Сливово-лиловый
Шрифт:
— Роберт, я…
Он снова стоит вплотную ко мне, вцепившись рукой мне в волосы, и шепчет мне на ухо:
— Я сейчас иду на спорт. У тебя было задание и в течение двух недель, ты и не подумала ничего сделать для его выполнения. Может быть, сейчас самое время? Или я должен натянуть стропы еще жестче, если хочу, чтобы мои желания исполнялись?
— Нет, Роберт.
— Тогда будь так добра и делай, как я приказываю тебе. Всегда. Даже если ты думаешь, что я не увижу, что ты делаешь.
— Да, Роберт. Я… я поняла.
— В самом деле? Только поняла?
Я киваю и борюсь со слезами. Роберт находит абсолютно правильные слова, правильный тон, чтобы доставить меня туда, где он хочет меня видеть. Без лишних слов он покидает квартиру. Он вернется самое раннее через два часа. Я стою у стены и замечаю слезы, текущие по моим щекам, сперму Роберта, липнущую между бедер. Мои штаны все еще висят на лодыжках, трусики все еще отодвинуты в сторону, и мне очень стыдно за то, что я сделала прошлой ночью. Вытаскиваю купюру из выреза и бросаю ее, как если бы она горела.
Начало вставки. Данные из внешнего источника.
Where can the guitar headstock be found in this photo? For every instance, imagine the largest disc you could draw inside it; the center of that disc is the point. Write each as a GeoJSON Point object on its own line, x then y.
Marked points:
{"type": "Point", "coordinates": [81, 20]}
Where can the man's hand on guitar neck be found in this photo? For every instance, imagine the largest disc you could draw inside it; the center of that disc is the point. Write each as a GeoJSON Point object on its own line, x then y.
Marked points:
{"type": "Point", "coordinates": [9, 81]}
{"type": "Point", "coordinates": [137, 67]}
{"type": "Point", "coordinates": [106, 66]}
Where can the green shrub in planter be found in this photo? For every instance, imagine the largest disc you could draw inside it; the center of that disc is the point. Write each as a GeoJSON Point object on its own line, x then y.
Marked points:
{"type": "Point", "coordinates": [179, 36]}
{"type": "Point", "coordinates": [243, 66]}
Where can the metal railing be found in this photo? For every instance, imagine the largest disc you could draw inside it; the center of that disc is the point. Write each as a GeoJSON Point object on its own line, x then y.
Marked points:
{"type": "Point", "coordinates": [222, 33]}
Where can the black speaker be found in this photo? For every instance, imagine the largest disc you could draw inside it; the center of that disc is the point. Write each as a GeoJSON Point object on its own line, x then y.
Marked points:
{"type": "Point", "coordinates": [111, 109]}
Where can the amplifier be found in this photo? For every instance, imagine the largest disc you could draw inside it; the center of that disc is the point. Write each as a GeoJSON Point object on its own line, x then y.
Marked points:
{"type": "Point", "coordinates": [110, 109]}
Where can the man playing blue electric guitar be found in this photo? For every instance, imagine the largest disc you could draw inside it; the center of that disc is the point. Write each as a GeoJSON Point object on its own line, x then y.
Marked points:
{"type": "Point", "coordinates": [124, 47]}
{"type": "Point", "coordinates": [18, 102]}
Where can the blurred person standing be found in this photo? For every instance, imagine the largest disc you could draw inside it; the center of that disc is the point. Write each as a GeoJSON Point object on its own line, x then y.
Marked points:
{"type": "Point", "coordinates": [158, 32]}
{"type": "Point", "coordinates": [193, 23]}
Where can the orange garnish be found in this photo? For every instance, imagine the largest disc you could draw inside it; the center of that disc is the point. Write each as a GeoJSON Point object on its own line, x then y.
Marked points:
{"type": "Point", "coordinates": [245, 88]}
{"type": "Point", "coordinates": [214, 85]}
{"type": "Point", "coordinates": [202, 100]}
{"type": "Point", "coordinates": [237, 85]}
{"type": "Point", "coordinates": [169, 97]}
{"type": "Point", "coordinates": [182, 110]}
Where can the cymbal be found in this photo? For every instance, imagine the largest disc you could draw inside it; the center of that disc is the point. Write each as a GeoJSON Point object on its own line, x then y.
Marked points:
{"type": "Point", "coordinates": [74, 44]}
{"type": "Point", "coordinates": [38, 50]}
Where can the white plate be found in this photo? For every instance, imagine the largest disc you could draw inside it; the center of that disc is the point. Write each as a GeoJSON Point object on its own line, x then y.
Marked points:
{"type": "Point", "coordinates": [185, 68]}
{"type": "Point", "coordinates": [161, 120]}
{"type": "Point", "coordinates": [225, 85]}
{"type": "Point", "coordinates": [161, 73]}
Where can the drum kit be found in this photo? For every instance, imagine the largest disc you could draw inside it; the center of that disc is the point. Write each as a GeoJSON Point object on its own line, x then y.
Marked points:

Я приму душ, а затем посвящу себя этой задаче — и в будущем буду образцово-показательной. «Он даже не бил меня», — думаю я, складывая свою одежду в ванной, и все же я чувствую себя наказанной.
Глава 40
Спустя три часа Роберт возвращается, в прекрасном настроении, расслабленный, выжатый. Он приветственно целует меня, как будто ничего не случилось, и я следую за ним на кухню. Все еще очень глубоко в «зоне», я не могу покинуть ее так легко, не тогда, когда чувствую, что Роберт недоволен мной. Я застенчива и стеснительна, тиха и сдержана. Я не могу переключиться, мне это не под силу. Роберт понимает это и улыбается, знающий и довольный. Он чувствует, что происходит во мне, замечает, что меня это грызет, что я перевариваю то, что он сказал. Я усваиваю урок и до тех пор, пока не закончу, я останусь в «зоне». Уверена, что, пройдя этот процесс, я стану лучшей сабой. С каждым уроком, который выучиваю, связь между нами крепнет, я принадлежу ему больше, чем когда-либо. Два урока за раз — это очень много, и мне любопытно, почему он настаивал на этом странном способе мастурбации. Вероятно, только для того, чтобы показать мне, кто командует парадом — если нет, я смогу узнать причину позже. Или никогда.
Роберт варит кофе и кивает мне, чтобы я села. Он пристально следит за мной, обращая внимание на язык тела. Мы молчим, и я не хочу ничего, кроме как считать эту историю завершенной. Но мы еще не прошли этот этап. Когда кофе готов, Роберт ставит мне чашку, и я тихо благодарю его.
— Ты воспользовалась временем, — говорит он — утверждение, не вопрос. Он знает, что я провела время без него, делая то, что он от меня ожидал.
Я киваю и делаю глоток кофе.
— Тебе есть над чем поразмыслить.
— Да.
— Это хорошо. Очень хорошо. Это радует.
— В самом деле? Почему?
— Потому что это означает прозрение, самопознание. И это первый шаг к совершенствованию, верно?
— Да.
—
— М-м-м… — мычу я и опускаю глаза. Быть кем-то воспитываемой, будучи взрослой женщиной, стыдно, да еще и с пояснениями, как именно тебя будут воспитывать.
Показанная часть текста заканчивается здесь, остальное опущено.